# 9mm vs .45



## PhotonGuy (Jul 22, 2014)

Nice video on the 9mm vs the .45


----------



## Blindside (Jul 23, 2014)

"Less over-penetration with the .45, so I would recommend it for home defense."  So it only would have gone through 10 inches of the family member on the other side of the wall, that is waaay safer.


----------



## Dirty Dog (Jul 23, 2014)

I agree that over penetration is a bad thing in a personal weapon. But the best way to control it is through ammo choice. My carry ammo is of the MagSafe/Glaser Safety Slug variety. No over penetration problems in any caliber. 
I do also have a magazine filled with Black Talons. In case I want to shoot through something. 

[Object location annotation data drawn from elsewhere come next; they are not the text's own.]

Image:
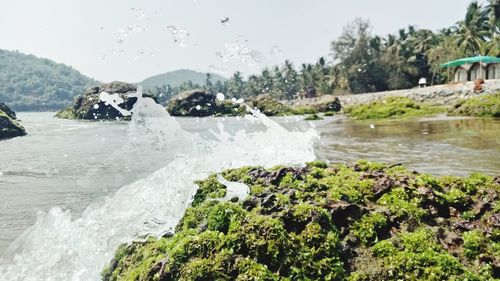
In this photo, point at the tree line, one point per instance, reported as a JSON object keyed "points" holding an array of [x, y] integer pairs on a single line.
{"points": [[363, 62]]}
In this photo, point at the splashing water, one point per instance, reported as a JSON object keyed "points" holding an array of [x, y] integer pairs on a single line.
{"points": [[276, 51], [241, 50], [58, 247], [179, 34]]}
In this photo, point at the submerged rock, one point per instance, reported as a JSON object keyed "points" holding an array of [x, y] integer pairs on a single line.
{"points": [[9, 126], [89, 105], [326, 222], [200, 103]]}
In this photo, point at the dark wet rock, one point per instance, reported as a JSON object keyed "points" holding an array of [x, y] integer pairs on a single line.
{"points": [[268, 201], [9, 125], [342, 212], [276, 176], [464, 225], [89, 106], [8, 111], [258, 173], [197, 103], [250, 203], [382, 185], [480, 208], [301, 230], [200, 103], [449, 239]]}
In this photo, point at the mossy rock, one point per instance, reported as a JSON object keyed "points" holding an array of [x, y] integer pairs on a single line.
{"points": [[9, 126], [367, 221], [89, 106]]}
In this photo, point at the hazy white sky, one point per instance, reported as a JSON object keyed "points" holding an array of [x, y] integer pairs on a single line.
{"points": [[86, 33]]}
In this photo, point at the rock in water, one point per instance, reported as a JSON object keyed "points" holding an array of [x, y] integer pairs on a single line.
{"points": [[9, 126], [197, 103], [89, 106]]}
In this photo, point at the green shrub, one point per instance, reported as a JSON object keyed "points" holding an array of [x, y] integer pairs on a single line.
{"points": [[391, 107], [481, 106]]}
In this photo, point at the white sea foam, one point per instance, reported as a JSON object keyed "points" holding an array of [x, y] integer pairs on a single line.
{"points": [[58, 247]]}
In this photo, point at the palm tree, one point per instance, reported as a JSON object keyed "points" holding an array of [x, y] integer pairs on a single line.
{"points": [[473, 30]]}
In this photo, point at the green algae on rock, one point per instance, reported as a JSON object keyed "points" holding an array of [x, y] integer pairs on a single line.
{"points": [[392, 107], [487, 105], [369, 221], [9, 126]]}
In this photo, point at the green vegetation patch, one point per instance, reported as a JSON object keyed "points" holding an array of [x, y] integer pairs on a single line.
{"points": [[480, 106], [367, 221], [392, 107]]}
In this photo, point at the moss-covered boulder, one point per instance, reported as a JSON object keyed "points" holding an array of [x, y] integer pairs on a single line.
{"points": [[200, 103], [89, 106], [486, 105], [369, 221], [392, 107], [9, 126], [271, 106]]}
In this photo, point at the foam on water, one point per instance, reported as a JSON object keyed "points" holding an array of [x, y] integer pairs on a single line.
{"points": [[59, 247]]}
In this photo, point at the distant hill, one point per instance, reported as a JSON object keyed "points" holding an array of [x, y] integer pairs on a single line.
{"points": [[177, 77], [29, 83]]}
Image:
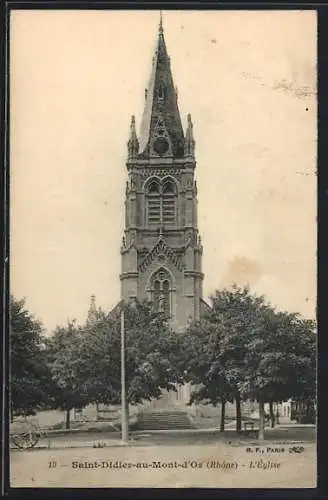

Sent from an old fashioned 300 baud acoustic modem by whistling into the handset. Really.


----------



## PhotonGuy (Jul 23, 2014)

I thought you couldn't carry in Australia.


----------



## Dirty Dog (Jul 23, 2014)

Nobody in Australia has posted in this thread...


----------



## PhotonGuy (Jul 23, 2014)

I thought you said you were from Australia, I might be getting you mixed up with somebody else.


----------



## Dirty Dog (Jul 23, 2014)

:face palm:


Sent from an old fashioned 300 baud acoustic modem by whistling into the handset. Really.


----------



## PhotonGuy (Jul 23, 2014)

Dirty Dog said:


> :face palm:
> 
> 
> Sent from an old fashioned 300 baud acoustic modem by whistling into the handset. Really.



:mega face palm:


----------